Two of the biggest mistakes that new business owners make are failing to properly assess new clients as a credit risks, and failing to make sure all their contracts and paper work are in order. Businesses that provide services, as opposed to goods, are especially prone to committing to work before determining if a client will be able to pay. These businesses are also prone to creating contracts that don’t adequately cover the business if a client stops paying their bills.
Since most credit applications are designed to help a company decide whether or not to grant credit to a client, the information gathered in the application tends to be less than helpful when a client stops paying bills. For example, many credit applications only ask for one set of contact information. However, if a client suddenly wants to avoid you, having more extensive contact information is better for your business.
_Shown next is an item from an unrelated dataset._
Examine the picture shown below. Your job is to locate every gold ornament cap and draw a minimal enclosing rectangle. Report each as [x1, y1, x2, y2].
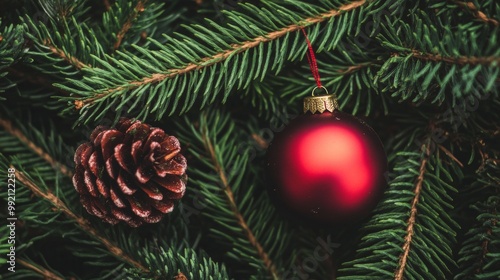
[303, 86, 339, 114]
Another item often missing from credit applications is permission to run a personal credit report on the owner of the company. If a company stops paying its bills then having the ability to assess the owner’s personal credit can become a useful negotiating tactic. If the owner personally has the ability to pay the debts, he or she may be willing to do so. On the other hand, if you run a credit report and discover that the owner is also in debt, it may be an indication that the company is in trouble and you should settle for a portion of the amount owed. A company must have permission to run a personal credit report. As a business owner, if you do not want other businesses running a credit report on you, make sure you carefully read any credit applications that you fill out.
A well-designed credit application, one done with the input of the debt collection process, will not only determine the worthiness of the applicant, but also help protect a company in the event that a formerly good risk turns bad. Some common items missing in most credit applications include:
- A personal guarantee
- Extensive contact information (necessary in the event the customer suddenly wants to avoid you);
- Acceleration clause of all amounts due under contracts;
- Provision for customer to pay collection costs in the event of default;
- Attorney fee provision;
- Correctly worded litigation venue, jurisdiction and law provision;
- Permission clause to evaluate business owner’s personal credit;
- Well-designed signature block.
Payment terms on contracts are another area where many new business owners fail to protect themselves from nonpayment. Often times, when creating a contract a business owner only details the work to be done, and fails to look after his or her own interests.
Some common payment elements missing from many contracts include:
- Payment method (check, credit card, etc)
- Payment schedule
- Late fees
- Work-stop agreement (stating that you have the right to stop work on a project if fees are late).
There’s so much to learn when you start a new business. Making sure you understand the ins and outs of credit applications, contracts, and even commercial collections are all important aspects of keeping your business safe.